Il s’agissait, premièrement, d’assurer une meilleure intégration du système ferroviaire, celle-ci étant considérée comme une nécessité vitale ; deuxièmement, d’apurer la dette accumulée, à hauteur, à l’époque, de 15 milliards d’euros, et de mobiliser, pour le développement, un flux moyen annuel de 5 milliards d’euros d’investissements ; troisièmement, de rétablir des relations contractuelles entre l’État et le système ferroviaire sous la forme d’un contrat de plan à cinq ans, d’une programmation glissante à dix ans des projets de services et des besoins d’infrastructures, et d’un plan stratégique à vingt ans de développement du mode ferroviaire ; quatrièmement, d’harmoniser les conditions de concurrence au sein du secteur des transports, dans les domaines économique, environnemental et social ; cinquièmement, enfin, de mettre en place une instance d’arbitrage et de décision chargée des choix d’investissements multimodaux, placée sous le contrôle du Parlement.

Sans s’inspirer totalement de ces recommandations, dont une bonne partie est toujours d’actualité, je me réjouis que la politique du Gouvernement ait contribué à modifier l’état d’esprit et, plus fondamentalement, l’orientation du système ferroviaire de notre pays.

Monsieur le secrétaire d’État, je veux saluer particulièrement, comme d’autres l’ont fait, mais peut-être pas assez cet après-midi, le combat complexe mais décisif que vous avez mené pour faire valoir l’entreprise intégrée devant la Commission européenne, toujours réticente. Il ne s’agit pas du modèle allemand ; vous avez conçu notre modèle français, et nous espérons bien que le futur paquet ferroviaire en tiendra compte.

La nouvelle architecture à trois EPIC au caractère indissociable et solidaire – SNCF, SNCF Mobilités et SNCF Réseau – renforce à l’évidence les moyens du gestionnaire d’infrastructure, tout en permettant une gestion et une organisation plus rationnelles.

Les moyens d’intervention de l’Autorité de régulation des activités ferroviaires, l’ARAF, contribuent pour beaucoup à crédibiliser le projet qui nous est soumis, d’un point de vue tant juridique qu’économique : il s’agira d’un régulateur puissant.

J’apprécie aussi l’engagement pris par le Gouvernement de fournir sous deux ans un rapport sur les conditions de reprise de tout ou partie de la dette, ainsi que sur les conditions qui pourraient être mises en œuvre pour traiter l’évolution de sa part historique. Je suis persuadé que cette réforme permettra à la SNCF, entreprise qui appartient à notre patrimoine national, d’entamer la mutation qui lui permettra de faire face aux nouvelles exigences du secteur ferroviaire et, demain, en 2019 ou en 2023, à la concurrence dans le domaine du transport de voyageurs.
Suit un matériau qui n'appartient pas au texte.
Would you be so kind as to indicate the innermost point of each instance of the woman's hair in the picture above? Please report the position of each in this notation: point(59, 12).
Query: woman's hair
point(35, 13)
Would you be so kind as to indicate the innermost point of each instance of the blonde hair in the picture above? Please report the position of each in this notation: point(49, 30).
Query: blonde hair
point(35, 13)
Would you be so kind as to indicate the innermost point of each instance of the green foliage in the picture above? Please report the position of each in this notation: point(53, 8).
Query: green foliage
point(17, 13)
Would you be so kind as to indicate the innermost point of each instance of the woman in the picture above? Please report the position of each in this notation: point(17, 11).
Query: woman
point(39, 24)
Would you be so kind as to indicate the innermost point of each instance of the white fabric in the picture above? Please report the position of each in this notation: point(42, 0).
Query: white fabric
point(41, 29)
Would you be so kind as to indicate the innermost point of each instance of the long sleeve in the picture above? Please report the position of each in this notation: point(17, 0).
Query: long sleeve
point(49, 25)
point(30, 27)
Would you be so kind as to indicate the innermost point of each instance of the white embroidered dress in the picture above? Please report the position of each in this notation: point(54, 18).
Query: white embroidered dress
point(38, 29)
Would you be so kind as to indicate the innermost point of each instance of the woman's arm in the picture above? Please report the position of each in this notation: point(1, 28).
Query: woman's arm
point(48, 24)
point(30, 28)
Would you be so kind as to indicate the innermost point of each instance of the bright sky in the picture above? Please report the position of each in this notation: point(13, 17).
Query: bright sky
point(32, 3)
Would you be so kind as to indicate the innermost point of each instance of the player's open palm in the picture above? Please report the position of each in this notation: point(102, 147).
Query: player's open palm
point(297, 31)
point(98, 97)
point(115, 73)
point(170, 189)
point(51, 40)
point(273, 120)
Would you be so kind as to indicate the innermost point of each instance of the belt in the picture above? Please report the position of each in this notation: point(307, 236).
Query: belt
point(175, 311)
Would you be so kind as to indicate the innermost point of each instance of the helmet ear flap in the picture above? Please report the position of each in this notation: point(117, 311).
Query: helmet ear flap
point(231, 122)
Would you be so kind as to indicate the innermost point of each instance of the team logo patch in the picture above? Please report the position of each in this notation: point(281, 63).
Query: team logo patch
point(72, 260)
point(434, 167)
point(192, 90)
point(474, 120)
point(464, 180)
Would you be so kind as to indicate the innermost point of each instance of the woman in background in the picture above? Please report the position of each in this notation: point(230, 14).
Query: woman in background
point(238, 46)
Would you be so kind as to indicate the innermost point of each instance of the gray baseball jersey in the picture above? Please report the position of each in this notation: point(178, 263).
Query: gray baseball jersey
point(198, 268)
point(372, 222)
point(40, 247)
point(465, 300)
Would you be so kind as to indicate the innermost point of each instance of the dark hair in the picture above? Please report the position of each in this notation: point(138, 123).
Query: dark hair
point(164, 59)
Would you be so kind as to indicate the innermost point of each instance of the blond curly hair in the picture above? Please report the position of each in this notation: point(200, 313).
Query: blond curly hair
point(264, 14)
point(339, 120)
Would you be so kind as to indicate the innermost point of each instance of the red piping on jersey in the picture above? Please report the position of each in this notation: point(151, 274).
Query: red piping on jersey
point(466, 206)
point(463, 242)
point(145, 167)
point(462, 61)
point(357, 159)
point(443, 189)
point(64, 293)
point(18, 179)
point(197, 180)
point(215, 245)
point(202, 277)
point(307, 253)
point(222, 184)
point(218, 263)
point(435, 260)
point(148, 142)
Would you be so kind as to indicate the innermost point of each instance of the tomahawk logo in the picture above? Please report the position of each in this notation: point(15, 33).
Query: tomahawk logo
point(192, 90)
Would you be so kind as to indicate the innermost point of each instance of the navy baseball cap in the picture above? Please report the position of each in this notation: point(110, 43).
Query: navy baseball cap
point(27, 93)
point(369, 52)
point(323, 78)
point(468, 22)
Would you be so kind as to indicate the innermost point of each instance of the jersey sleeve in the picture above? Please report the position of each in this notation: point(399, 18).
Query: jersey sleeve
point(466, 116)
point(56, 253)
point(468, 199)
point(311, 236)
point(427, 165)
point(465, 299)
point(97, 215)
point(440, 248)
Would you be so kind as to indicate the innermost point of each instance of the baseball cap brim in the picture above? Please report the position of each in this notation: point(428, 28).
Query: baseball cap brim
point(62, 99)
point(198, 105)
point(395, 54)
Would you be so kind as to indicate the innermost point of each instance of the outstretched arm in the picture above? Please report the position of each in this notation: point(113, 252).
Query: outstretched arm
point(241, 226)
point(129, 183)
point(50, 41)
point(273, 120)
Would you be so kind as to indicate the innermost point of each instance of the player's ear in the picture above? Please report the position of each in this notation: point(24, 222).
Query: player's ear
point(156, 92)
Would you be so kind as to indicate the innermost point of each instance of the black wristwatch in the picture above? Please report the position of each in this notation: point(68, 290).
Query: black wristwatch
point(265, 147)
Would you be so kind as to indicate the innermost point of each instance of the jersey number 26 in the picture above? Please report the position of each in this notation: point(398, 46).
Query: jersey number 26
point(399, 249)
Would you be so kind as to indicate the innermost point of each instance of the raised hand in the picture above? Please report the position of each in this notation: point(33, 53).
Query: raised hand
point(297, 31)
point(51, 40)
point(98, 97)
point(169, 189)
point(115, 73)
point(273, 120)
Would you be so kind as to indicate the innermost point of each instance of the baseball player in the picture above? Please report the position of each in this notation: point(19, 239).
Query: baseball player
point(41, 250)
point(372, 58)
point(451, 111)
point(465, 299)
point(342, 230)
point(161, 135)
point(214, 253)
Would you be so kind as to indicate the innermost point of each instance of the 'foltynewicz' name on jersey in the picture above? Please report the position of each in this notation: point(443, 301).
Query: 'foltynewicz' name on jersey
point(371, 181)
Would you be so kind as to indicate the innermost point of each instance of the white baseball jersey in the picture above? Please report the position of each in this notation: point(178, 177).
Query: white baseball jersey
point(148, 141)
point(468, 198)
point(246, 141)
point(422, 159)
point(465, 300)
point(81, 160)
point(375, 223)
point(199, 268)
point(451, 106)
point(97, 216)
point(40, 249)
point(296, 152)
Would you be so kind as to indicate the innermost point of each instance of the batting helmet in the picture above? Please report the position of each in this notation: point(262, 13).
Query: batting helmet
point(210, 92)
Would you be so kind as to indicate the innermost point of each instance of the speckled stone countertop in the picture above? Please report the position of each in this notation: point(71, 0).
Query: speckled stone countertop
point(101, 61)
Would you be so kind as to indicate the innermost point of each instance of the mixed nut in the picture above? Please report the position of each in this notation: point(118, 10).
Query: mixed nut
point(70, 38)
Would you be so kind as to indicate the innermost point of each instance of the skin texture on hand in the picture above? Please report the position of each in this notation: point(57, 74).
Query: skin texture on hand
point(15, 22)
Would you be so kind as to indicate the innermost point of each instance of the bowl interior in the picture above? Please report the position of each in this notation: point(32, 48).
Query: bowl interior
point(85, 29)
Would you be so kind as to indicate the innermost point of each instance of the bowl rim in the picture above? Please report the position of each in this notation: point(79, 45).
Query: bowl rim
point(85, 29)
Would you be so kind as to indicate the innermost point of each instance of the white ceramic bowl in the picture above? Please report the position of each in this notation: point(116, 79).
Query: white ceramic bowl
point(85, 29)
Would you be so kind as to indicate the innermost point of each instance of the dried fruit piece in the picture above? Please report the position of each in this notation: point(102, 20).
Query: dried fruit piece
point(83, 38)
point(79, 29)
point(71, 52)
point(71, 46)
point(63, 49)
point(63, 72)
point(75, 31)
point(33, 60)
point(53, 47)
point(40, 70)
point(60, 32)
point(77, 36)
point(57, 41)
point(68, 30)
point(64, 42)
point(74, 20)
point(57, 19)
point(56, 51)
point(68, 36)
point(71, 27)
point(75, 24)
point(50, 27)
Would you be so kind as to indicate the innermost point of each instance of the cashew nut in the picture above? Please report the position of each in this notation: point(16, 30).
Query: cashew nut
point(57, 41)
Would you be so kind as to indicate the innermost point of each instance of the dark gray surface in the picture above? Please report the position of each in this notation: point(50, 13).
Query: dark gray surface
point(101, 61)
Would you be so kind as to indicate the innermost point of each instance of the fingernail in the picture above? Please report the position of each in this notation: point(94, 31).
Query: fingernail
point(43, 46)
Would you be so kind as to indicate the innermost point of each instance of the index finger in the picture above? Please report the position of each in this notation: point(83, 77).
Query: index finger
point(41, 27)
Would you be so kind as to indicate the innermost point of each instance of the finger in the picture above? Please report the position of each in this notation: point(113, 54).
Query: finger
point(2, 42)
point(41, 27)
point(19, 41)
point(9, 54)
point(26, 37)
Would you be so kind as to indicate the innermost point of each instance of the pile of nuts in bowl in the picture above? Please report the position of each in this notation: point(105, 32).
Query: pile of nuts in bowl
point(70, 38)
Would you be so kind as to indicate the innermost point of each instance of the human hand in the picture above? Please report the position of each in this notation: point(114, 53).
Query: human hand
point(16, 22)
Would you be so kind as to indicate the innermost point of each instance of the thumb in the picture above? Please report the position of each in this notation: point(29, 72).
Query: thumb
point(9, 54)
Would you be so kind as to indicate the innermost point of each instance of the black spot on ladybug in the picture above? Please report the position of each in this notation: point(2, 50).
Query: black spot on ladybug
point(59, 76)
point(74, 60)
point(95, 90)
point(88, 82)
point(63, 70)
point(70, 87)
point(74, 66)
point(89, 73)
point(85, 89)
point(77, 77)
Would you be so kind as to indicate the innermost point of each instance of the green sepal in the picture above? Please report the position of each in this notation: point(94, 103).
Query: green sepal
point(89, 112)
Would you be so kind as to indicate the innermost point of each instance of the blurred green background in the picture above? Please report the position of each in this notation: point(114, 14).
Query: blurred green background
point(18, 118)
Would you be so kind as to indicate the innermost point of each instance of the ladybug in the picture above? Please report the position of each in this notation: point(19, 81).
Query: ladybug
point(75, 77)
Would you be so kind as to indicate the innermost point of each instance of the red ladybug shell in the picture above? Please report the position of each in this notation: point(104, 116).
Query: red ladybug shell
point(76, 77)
Cette réforme est engagée pour améliorer la vie des voyageurs et des chargeurs. Rendre un meilleur service public ferroviaire : ne perdons jamais de vue l’objectif.

Dix-sept ans après avoir bataillé contre la loi Pons, j’ai beaucoup d’émotion et de plaisir à croire que ce projet de loi permettra de renforcer le service public ferroviaire. En effet, dans une organisation verticalement intégrée, il impose un pilotage stratégique unique, une cohérence économique et une politique unifiée des ressources humaines pour l’ensemble du groupe.

J’apprécie que le Parlement soit consulté et intervienne sur les contrats d’objectifs assignés au groupe public et, je l’espère aussi, au sein du Haut Comité du système de transport ferroviaire créé par ce projet de loi. J’ai déposé un amendement en ce sens. Je me réjouis également de la création, auprès de SNCF Réseau, d’un comité des opérateurs.

Notre commission a adopté un amendement sur le VT interstitiel, dont je me félicite, après d’autres ici, puisqu’il permettra, une fois la loi votée définitivement, d’apporter aux régions des moyens nouveaux, certes modestes, mais c’est un pas dans le bon sens.

Monsieur le secrétaire d’État, mes chers collègues, le groupe socialiste votera résolument, et avec enthousiasme, le projet de loi de réforme ferroviaire.